The chromatids in alter chromosomes of a homologous chromosome pair are referring as non-sister chromatids. Non-sister chromatids are also known as homologous. Both chromosomes of non-sister chromatid contain different alleles of the same gene at the same loci. Homologous chromosome pairs take the same staining pattern, same length, centromere position as well as the same characters of genes at particular loci. Each homologous chromosome is inheriting from each parent. One non-sister chromatid is inheriting from its mother while the other one is inheriting from its father. A non-sister chromatid is not identical. Non-sister chromatids are creating during meiotic cellular division. All chromosome with a diploid chromosome number in the genome consists of another non-sister chromatid. These two non-sister chromatid pair during the metaphase I of meiosis. When homologous chromosomes pair with each other, chromosomal crossover can occur between non-sister chromatids of each pair. Crossing over occurs from chiasmata during prophase I of meiosis. The process is called homologous recombination. When the gametes unite, each chromosome in the pair contains the biological features due to non-sister chromatid of the parent such as the color of the hair, eyes, and skin. Homologous recombination is one of the causes of genetic variation among individuals within the same population. A child can inherit any characteristics of his parents because each pair in the chromosomes carries his parents’ traits. There are 22 pairs of non-sister chromatids known as autosomes and one pair of sex chromosomes.
- Sister chromatids are the two chromatids of a replicating chromosome, which are connecting by the centromere while non-sister chromatids are two chromatids from two different homologous chromosomes.
- Sister chromatids are identical to each other as they are producing by DNA replication, but non-sister chromatid is inheriting from each parent, as non-sister chromatids are non-identical.
- Sister chromatids are producing in the S phase of the interphase on the flip side non-sister chromatids are forming in the metaphase of meiosis.

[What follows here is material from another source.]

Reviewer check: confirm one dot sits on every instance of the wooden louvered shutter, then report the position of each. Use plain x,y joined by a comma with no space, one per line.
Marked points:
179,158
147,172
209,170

- Sister chromatids comprise the same alleles at the same loci conversely non-sister chromatids contain different alleles of same genes at the same loci.
- Sister chromatids are present on the same chromosome whereas non-sister chromatids are present in a homologous chromosome pair.
- Sister chromatids are involving in asexual reproduction; on the other hand, non-sister chromatids are involving in sexual reproduction.
Above this discussion, it concludes that sister chromatids and non-sister chromatids are the results of DNA replication. Sister chromatids are the two chromatids that initiate from the same chromosome. Nonsister chromatids contain different alleles at each locus as their origination is different.